Dušan Petković (13 April 1903 – 2 December 1979) was a Serbian and Yugoslav football forward.

==Club career==
Nicknamed Senegalac (The Senegalese) due to somewhat darker complexion, Petković is remembered as a superb striker who had excellent finishing and playmaking abilities. He spent his whole playing career at SK Jugoslavija based in his hometown. He appeared in a total of 175 official games and scored 219 goals for SK Jugoslavija, becoming the second all-time scorer for the club (SK Jugoslavija's top scorer being Dragan Jovanović with 311 goals).

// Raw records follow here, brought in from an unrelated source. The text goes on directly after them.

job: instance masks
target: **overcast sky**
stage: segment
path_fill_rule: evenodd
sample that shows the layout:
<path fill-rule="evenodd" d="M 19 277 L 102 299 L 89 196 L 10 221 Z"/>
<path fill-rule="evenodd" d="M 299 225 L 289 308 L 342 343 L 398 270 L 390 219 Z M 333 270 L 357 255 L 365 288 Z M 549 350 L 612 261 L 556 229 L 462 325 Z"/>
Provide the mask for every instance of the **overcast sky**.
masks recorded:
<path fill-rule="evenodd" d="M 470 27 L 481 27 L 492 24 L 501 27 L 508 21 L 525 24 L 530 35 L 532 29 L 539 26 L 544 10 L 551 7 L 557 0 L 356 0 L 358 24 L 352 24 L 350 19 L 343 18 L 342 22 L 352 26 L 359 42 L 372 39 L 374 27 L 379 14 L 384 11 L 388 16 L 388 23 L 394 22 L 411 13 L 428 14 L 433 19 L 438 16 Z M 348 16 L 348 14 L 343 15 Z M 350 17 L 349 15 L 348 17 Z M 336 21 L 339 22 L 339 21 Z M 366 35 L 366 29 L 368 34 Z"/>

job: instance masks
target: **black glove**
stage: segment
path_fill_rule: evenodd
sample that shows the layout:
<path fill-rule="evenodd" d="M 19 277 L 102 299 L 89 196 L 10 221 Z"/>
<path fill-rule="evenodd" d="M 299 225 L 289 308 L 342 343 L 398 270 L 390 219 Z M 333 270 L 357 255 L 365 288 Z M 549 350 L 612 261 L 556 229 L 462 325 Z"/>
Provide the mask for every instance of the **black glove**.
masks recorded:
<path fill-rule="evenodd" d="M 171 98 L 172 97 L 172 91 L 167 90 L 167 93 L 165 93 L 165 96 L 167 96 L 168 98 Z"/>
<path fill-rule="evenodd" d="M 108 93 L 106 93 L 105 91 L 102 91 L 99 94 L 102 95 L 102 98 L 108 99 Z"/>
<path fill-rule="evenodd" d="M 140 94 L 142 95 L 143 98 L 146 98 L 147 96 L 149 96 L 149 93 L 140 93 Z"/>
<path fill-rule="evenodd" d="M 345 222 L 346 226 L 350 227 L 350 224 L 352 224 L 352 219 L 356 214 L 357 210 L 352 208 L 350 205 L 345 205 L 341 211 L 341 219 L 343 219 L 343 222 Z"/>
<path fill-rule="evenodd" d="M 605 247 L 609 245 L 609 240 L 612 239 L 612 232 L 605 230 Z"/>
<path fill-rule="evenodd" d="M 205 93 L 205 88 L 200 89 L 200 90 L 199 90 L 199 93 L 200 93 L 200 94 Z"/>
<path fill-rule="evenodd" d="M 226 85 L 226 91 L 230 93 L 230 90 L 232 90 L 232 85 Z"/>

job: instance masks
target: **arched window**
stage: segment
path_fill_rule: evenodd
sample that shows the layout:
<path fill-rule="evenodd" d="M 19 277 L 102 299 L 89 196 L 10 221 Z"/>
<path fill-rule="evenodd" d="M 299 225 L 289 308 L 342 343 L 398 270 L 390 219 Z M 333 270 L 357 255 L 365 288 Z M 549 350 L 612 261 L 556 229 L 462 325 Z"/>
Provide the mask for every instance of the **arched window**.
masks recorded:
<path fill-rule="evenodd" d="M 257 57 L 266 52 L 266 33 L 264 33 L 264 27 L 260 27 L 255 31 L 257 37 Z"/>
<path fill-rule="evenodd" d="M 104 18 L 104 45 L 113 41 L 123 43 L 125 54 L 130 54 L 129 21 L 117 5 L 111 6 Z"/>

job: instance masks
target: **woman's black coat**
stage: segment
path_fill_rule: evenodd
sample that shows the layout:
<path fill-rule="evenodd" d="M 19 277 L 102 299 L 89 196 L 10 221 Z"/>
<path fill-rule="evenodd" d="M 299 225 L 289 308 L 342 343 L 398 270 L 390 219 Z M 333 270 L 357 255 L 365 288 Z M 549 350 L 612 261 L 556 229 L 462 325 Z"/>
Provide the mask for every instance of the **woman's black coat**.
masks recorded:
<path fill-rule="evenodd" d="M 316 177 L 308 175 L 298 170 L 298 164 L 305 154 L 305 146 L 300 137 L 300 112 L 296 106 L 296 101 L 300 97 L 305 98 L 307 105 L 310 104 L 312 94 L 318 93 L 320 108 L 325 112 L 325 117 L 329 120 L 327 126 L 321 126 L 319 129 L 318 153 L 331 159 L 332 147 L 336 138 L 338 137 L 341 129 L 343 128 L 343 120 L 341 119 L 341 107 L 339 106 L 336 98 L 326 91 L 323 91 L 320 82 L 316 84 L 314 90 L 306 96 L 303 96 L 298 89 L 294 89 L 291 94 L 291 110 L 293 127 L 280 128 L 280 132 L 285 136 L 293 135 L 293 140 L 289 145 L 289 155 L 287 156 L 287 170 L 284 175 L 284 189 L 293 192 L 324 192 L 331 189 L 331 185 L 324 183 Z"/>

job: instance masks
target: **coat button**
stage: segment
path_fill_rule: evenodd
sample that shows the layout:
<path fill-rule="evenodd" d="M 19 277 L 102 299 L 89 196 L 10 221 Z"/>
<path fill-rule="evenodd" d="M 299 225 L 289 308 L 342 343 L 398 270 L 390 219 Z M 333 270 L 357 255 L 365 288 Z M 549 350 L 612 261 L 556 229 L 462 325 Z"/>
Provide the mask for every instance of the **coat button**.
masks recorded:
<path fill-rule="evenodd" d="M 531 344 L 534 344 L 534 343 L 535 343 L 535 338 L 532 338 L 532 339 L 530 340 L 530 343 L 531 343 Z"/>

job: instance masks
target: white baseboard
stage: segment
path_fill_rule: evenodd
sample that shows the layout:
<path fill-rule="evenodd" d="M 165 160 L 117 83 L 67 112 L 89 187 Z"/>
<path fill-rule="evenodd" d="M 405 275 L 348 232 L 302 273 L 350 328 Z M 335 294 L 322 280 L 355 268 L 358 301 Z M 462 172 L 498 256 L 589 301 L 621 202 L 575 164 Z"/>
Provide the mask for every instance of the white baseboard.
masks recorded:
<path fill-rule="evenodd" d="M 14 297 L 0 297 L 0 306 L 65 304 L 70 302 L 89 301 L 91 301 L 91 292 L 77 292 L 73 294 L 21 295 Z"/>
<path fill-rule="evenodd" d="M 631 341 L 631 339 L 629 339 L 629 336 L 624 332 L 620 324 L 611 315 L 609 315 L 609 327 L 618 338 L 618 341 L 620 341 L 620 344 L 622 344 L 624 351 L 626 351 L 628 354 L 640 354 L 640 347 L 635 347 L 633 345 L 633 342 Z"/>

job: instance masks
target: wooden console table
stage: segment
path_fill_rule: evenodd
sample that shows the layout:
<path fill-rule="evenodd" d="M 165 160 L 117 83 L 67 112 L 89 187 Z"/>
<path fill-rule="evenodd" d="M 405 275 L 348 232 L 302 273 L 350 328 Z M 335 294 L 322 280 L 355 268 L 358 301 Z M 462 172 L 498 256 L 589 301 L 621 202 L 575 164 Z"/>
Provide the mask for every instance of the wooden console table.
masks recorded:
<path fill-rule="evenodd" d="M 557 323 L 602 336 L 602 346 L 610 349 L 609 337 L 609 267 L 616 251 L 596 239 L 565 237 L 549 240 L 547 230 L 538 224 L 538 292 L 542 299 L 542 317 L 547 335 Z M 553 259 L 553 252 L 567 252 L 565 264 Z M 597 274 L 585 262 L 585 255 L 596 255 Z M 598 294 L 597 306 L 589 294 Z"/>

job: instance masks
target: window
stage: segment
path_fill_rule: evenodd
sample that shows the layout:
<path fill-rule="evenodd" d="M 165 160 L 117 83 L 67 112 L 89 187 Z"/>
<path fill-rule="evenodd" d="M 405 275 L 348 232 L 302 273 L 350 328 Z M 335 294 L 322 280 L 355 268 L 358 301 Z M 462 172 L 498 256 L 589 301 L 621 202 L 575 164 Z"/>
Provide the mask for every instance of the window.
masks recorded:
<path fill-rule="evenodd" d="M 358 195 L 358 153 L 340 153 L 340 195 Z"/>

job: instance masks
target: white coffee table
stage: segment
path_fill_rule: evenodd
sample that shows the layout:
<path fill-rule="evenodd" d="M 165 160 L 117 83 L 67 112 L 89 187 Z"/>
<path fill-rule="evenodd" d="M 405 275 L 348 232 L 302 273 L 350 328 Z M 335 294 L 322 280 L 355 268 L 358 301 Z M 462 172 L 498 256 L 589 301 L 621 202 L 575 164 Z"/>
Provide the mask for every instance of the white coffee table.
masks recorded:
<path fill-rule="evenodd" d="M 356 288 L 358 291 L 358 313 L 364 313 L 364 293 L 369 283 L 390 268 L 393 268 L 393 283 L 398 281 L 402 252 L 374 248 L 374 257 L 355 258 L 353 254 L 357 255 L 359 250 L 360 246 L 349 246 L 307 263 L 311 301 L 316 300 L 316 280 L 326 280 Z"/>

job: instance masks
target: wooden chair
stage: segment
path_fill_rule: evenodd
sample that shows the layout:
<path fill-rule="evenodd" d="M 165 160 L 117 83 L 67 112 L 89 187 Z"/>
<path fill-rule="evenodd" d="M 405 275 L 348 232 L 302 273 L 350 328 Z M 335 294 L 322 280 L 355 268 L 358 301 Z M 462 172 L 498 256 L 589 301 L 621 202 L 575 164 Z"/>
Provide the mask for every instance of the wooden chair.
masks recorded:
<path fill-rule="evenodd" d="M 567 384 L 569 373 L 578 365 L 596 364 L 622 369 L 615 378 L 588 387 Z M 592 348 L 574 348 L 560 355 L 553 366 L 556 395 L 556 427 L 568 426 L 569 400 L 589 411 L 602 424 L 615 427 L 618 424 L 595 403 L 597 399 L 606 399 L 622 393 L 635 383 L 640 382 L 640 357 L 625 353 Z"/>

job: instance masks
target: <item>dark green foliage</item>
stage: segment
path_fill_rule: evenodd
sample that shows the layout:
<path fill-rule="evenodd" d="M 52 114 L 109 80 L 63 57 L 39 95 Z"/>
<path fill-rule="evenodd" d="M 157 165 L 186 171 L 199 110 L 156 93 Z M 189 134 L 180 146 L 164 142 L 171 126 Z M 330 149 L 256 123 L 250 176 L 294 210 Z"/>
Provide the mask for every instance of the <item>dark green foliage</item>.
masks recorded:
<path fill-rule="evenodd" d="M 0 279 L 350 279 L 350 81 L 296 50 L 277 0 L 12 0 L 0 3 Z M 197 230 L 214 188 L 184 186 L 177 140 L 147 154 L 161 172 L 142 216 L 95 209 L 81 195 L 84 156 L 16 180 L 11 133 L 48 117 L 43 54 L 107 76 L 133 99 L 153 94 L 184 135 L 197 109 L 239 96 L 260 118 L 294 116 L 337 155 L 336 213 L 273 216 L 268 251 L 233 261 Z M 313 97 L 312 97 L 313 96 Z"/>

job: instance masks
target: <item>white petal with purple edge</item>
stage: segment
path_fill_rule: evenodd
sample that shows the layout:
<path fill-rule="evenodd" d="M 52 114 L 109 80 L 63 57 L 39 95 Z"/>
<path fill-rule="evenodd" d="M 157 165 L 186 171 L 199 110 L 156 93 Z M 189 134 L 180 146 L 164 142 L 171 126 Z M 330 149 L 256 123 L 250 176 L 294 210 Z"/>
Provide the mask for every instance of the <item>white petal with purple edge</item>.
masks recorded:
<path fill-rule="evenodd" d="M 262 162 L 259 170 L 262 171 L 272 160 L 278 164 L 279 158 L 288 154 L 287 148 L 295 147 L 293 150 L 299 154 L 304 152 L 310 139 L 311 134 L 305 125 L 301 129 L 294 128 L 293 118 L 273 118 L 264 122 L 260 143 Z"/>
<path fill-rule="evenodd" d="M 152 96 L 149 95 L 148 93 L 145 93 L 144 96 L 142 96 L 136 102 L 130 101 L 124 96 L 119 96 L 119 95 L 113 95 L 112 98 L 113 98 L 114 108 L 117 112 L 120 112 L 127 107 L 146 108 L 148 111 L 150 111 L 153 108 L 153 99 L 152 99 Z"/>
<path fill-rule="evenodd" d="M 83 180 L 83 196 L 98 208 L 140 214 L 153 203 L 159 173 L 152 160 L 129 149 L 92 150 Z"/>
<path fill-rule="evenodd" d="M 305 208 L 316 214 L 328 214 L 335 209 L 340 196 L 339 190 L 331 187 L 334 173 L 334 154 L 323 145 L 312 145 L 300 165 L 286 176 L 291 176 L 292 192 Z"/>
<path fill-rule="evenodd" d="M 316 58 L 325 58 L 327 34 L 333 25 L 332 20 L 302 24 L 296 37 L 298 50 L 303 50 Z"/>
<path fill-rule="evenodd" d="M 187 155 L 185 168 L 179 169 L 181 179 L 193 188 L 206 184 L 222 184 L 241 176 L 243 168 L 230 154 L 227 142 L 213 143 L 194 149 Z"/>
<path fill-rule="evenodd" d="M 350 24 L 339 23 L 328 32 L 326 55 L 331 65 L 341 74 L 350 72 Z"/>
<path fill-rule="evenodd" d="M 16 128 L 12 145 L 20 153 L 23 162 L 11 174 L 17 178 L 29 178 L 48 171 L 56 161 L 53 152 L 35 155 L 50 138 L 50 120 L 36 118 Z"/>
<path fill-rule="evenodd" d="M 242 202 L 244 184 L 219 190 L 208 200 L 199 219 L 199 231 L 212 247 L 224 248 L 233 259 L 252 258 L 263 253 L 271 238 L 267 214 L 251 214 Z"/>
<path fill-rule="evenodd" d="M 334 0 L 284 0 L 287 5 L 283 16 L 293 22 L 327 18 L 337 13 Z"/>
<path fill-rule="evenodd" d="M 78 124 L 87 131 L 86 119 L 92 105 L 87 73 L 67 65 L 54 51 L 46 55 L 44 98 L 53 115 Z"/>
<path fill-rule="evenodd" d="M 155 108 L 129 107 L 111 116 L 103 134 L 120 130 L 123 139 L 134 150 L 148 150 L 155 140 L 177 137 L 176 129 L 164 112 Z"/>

He was part of the squad that won the 1924 and 1925 Yugoslav championships, and in 1926 he was the Yugoslav league top scorer with 8 goals in just 6 appearances. In 1927 he had a short stint playing for Montpellier SC, along with fellow Serb Branislav Sekulić.

==International career==
Between 1923 and 1926 Petković also played for Yugoslavia national football team. He debuted on 28 October 1923 against Czechoslovakia and scored once in the game which eventually ended in a 4–4 draw. His last game for the national team was on 28 June 1926, also against Czechoslovakia in Zagreb. Petković was part of the squad that represented Yugoslavia at the 1924 Summer Olympics, when the team was knocked out in the first round after taking a 0–7 beating against Uruguay.

After retiring from active football, he worked as a sports editor at the Belgrade daily Vreme until 1941, when he left to Sofia, Bulgaria and worked at Yugoslavia's embassy there. He later moved to the United States and, never returning to Yugoslavia again, died in 1979 in New York City.